Renungan untuk semangat menuntut ilmu.
Bertahan Bagai Ikan
Ibukota Jakarta dan kota-kota penyangga yang sebelah bersebelah sungguh terasa berbeda. Suasana dan nuansa nya punya berlain warna.
Jarak kilometernya bukan rumus tentang cepat atau lambat. Ruang sela antar wilayah tidak menunjukkan lama waktu dan tempo geraknya.
Ada banyak variabel di sana. Kemacetan yang selalu tak terduga. Kepadatan yang terus berubah irama. Juga mengenai penguasaan medan dan jalan-jalan penghubung. Genap sudah!
Ini Jakarta!
Ada banyak residu waktu. Ada pula sedimentasi kesempatan yang terbuang. Mulai dari hulu hingga menuju hilir. Ada muara kehidupan yang terpinggirkan.
Pantaslah jika kulturnya khas. Persaingan keras, gesekan yang seolah terbiasakan, egoisme, dan bujuk rayu dunia yang selalu menjanjipalsukan kepuasan. Hedonistik ; saat kesenangan materi menjadi tujuan utama, bahkan satu-satunya.
Namun, di celah sempitnya hingar bingar ibukota. Di sudut yang terimpit. Ada sabana kehidupan. Ada telaga-telaga kecil yang memancarkan kedamaian.
Majlis ilmu tersebar dan diselenggarakan oleh Ahlus Sunnah. Semangat thalabul ilmi ibarat api yang menolak padam. Kajian-kajian berlandaskan manhaj Salaf menjadi telaga untuk ikan-ikan.

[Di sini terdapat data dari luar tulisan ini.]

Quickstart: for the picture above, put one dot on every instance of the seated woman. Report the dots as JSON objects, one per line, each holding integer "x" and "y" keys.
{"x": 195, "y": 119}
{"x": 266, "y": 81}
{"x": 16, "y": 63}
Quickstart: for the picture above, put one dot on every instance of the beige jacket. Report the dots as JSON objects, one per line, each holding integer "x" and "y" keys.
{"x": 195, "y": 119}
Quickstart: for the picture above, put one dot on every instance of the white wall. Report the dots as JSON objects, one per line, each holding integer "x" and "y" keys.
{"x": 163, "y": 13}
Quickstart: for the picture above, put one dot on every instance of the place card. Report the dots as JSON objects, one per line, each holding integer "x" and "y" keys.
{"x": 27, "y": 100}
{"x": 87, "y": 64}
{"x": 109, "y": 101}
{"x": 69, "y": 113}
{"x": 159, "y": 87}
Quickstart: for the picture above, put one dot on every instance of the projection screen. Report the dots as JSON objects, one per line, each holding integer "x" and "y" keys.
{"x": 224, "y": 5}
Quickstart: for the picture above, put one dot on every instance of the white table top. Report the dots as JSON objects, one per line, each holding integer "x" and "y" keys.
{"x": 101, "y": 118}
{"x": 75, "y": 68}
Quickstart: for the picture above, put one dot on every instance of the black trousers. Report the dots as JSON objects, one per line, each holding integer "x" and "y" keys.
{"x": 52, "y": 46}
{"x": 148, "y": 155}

Ibnul Qayyim ( Miftah Daris Sa'adah 1/362 ) menegaskan hakikat kebahagiaan, yaitu ilmu yang bermanfaat. Ilmu agama yang selalu menemani di berbagai keadaan. Ilmu agama adalah teman setia dalam perjalanan.

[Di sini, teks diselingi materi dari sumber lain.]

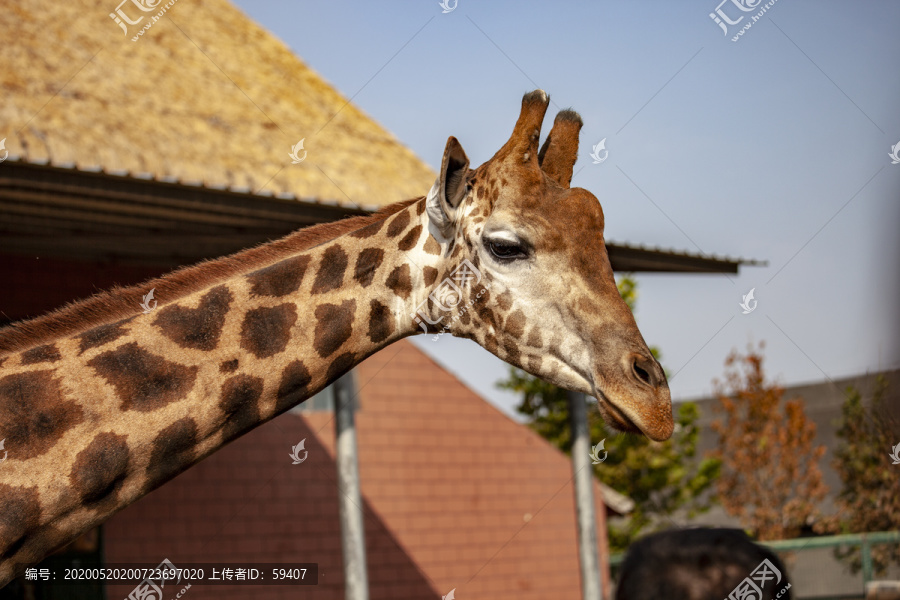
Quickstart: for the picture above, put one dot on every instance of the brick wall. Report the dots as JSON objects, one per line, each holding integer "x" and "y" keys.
{"x": 455, "y": 494}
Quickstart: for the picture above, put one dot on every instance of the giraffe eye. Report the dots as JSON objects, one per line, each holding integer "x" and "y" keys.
{"x": 504, "y": 250}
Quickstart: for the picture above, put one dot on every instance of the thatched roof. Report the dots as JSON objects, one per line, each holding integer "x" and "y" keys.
{"x": 204, "y": 95}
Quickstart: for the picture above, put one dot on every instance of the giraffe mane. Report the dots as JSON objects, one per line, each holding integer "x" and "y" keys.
{"x": 119, "y": 302}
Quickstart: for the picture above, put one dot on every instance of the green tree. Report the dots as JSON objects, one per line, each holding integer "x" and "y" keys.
{"x": 870, "y": 498}
{"x": 660, "y": 477}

Lalu kenapa banyak orang tak tergerak mencari ilmu agama?
Ibnul Qayyim menerangkan, " Sebab, ilmu agama tak mungkin diperoleh melainkan harus melewati jembatan kelelahan"

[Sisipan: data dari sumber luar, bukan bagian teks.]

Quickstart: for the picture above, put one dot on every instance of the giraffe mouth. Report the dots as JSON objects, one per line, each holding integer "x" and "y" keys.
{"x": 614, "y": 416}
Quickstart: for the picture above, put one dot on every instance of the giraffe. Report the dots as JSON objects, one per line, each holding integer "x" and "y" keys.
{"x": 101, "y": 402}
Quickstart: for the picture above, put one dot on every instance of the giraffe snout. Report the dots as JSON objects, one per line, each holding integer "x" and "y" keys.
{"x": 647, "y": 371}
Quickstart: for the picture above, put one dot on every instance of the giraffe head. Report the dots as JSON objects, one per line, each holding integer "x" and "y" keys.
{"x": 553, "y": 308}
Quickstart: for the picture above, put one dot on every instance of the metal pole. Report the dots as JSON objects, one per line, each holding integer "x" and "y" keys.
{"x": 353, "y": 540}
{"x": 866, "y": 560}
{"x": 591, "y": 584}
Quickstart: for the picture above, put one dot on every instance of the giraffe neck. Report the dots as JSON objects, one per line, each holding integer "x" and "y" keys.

Dunia dan mengejarnya sangatlah melelahkan. Jika pun tercapai, tidak bisa membayarkan lelah.
Menuntut ilmu agama pun melelahkan. Bedanya, lelah itu akan terlunaskan dengan kedamaian yang kekal.
Menurut Ibnul Qayyim, hati tidak mungkin lepas dari 2 jenis penyakit, yakni syahwat dan syubhat. Terkadang kombinasi keduanya. Semuanya diakibatkan kejahilan.
و دواؤها العلم
" Hanya satu obatnya ; ilmu agama", terang Ibnul Qayyim.
Kesenangan syahwat dan kepuasan bersyubhat, adalah tantangan berat di perkotaan. Walau di manapun demikian, termasuk yang di desa.
Hidup di tengah-tengahnya ibarat ikan yang terlepas dan terpisahkan dari air. Agar tetap bertahan hidup, ia harus berjuang untuk menemukan air.
وبالجملة فالعلم للقلب مثل الماء للسمك
" Kesimpulannya ; ilmu agama dan hati ibarat air dan ikan " , kata Ibnul Qayyim ( Miftah Daris Sa'adah 1/111 )
Jika tidak menghadiri majlis-majlis ilmu agama, akhirnya akan mati walau perlahan-lahan. Bukan mati orangnya, namun hatinya yang akan mati.
Persis ikan yang terpisahkan dari air. Seberapa lama akan bertahan, ujungnya pun mati juga.
Alhamdulillah semarak kajian-kajian ilmu meniupkan harum semerbak.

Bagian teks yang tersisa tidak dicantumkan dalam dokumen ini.